Nigeria clearly did not follow the tenets of the Cartagena Protocol on Biosafety in the setting up of NMBA Act 2015. At the heart of that protocol is the Precautionary Principle – the right of countries to ban or restrict the import and use of GE organisms when there is a lack of scientific knowledge or consensus regarding their safety. It explicitly recognises a much needed Precautionary approach to the environmental release of GE organisms. This is clearly missing form NBMA Act 2015. For instance, Article 23 (2) of the Cartagena Protocol lays down affirmative obligations on Parties to:  Consult the public in the decision-making process regarding LMOs; and make the results of such decisions available to the public.  The language of the protocol is “Shall” not “May” The language of NBMA Act 2015 is “May”, we all know what is legally binding.  What “language” NBMA Act based on?

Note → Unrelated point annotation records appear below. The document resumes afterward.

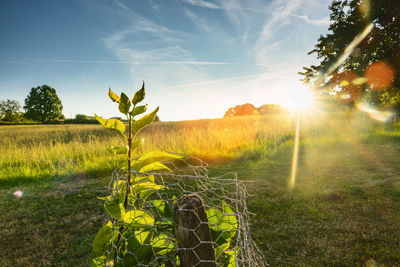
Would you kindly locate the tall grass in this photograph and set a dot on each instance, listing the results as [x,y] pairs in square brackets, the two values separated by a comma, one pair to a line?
[42,152]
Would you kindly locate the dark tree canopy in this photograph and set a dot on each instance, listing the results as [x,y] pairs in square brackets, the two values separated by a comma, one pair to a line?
[42,104]
[372,68]
[9,110]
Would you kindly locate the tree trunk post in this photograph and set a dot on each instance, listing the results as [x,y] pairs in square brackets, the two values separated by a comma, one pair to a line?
[195,247]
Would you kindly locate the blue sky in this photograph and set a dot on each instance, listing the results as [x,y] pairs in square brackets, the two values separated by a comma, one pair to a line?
[197,57]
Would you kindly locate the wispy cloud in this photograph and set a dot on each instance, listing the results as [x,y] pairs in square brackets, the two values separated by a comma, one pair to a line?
[17,61]
[201,3]
[198,21]
[215,81]
[319,22]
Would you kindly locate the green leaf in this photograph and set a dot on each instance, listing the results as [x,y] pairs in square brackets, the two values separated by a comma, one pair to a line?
[155,166]
[230,258]
[137,144]
[98,261]
[112,124]
[113,96]
[229,220]
[153,156]
[143,121]
[115,150]
[115,207]
[138,110]
[162,244]
[138,218]
[145,189]
[220,249]
[139,95]
[124,104]
[102,239]
[224,223]
[138,244]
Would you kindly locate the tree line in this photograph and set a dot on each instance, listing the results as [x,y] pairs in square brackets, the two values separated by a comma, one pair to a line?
[41,105]
[359,57]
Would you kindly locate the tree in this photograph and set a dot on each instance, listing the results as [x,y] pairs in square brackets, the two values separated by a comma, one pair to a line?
[42,104]
[369,70]
[9,110]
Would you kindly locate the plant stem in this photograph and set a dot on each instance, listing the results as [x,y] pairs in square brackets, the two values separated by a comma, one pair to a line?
[128,183]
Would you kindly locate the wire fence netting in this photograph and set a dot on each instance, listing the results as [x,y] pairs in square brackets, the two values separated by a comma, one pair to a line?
[179,217]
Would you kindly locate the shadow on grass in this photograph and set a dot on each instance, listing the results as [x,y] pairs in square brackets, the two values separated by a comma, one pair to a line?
[50,226]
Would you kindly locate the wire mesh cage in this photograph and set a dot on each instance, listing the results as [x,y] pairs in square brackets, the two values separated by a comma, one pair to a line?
[177,217]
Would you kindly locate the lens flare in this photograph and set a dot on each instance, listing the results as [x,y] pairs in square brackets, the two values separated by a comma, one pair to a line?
[293,171]
[379,115]
[346,86]
[379,75]
[18,193]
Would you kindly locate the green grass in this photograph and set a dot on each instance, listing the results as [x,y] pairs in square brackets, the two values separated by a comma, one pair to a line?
[343,211]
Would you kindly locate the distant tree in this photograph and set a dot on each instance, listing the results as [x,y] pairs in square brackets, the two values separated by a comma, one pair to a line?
[81,117]
[42,104]
[9,110]
[370,69]
[241,110]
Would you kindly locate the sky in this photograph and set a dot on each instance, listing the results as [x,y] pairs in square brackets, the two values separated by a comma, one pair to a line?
[198,58]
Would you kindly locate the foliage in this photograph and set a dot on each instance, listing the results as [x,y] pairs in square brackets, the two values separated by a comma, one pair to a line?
[348,19]
[9,110]
[42,104]
[137,235]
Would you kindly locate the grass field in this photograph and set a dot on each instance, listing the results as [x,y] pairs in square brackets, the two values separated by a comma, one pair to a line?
[344,209]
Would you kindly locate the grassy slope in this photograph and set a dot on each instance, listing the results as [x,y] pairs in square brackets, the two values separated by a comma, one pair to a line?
[344,210]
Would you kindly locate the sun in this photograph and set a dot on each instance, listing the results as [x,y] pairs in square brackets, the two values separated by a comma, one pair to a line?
[297,99]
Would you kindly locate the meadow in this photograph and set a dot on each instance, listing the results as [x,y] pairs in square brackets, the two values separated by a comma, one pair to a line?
[344,208]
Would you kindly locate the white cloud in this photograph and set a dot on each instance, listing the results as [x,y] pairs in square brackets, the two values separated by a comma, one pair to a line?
[319,22]
[201,3]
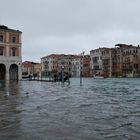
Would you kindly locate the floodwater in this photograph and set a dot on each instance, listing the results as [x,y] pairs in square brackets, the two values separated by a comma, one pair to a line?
[100,109]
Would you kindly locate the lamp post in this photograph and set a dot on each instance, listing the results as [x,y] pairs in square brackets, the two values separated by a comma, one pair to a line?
[81,60]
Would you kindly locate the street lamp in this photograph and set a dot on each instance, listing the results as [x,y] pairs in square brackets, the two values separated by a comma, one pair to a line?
[81,60]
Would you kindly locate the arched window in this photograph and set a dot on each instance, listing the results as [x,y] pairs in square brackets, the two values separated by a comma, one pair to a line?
[13,39]
[1,38]
[1,51]
[13,51]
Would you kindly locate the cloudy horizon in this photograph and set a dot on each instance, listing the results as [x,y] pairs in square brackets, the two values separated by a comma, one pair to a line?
[71,26]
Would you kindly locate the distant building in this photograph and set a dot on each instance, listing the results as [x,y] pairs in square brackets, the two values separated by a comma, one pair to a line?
[76,67]
[30,69]
[51,64]
[86,66]
[96,64]
[10,54]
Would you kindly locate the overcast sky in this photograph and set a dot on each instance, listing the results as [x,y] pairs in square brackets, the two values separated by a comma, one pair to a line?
[71,26]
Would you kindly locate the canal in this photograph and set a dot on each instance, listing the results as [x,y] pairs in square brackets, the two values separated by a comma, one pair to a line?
[100,109]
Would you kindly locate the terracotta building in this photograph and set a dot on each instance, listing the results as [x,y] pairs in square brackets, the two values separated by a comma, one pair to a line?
[10,54]
[86,66]
[30,68]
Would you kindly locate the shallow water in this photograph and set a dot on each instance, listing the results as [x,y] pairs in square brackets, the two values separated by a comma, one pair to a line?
[100,109]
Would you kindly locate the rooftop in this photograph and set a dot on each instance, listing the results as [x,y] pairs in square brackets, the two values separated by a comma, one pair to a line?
[3,27]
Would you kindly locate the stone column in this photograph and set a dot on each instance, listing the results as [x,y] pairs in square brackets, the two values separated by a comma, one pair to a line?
[7,73]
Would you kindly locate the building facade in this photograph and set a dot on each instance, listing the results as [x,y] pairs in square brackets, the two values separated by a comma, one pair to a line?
[96,64]
[30,68]
[10,54]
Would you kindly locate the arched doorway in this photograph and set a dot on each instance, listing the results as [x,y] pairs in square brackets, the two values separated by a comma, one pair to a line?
[2,72]
[13,72]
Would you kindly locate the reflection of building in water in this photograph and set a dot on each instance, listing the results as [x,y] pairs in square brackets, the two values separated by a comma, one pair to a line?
[10,54]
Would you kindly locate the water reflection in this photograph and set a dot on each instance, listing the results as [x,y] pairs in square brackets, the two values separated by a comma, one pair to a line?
[100,109]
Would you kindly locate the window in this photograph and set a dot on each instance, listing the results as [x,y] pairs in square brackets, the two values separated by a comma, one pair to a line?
[1,51]
[13,51]
[13,39]
[1,38]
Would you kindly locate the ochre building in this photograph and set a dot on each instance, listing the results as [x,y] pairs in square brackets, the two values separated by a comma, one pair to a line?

Furthermore, the hullabaloo by pro GMO promoters and their agencies that “The insinuation by anti-GMOs campaigners that the Act was rushed is far from the truth.”  No, it was not just rushed; it was done in a mad rush, which clearly reflects the lacunas, typos, references made to incorrect sections and to nonexistent sections. In fact that Act should be scrapped.

The general tone of the Act is clearly set for GMOs and products of GMOs imported for direct use as food, feed and industrial processing which is clearly at variance with the Cartagena Protocol that Nigerians ratified.

Monsanto and its corporate-driven revolution are not interested in our people or environment. These are business enterprises set up solely to make profits. It’s about time our Agencies choose us the people over these merchants.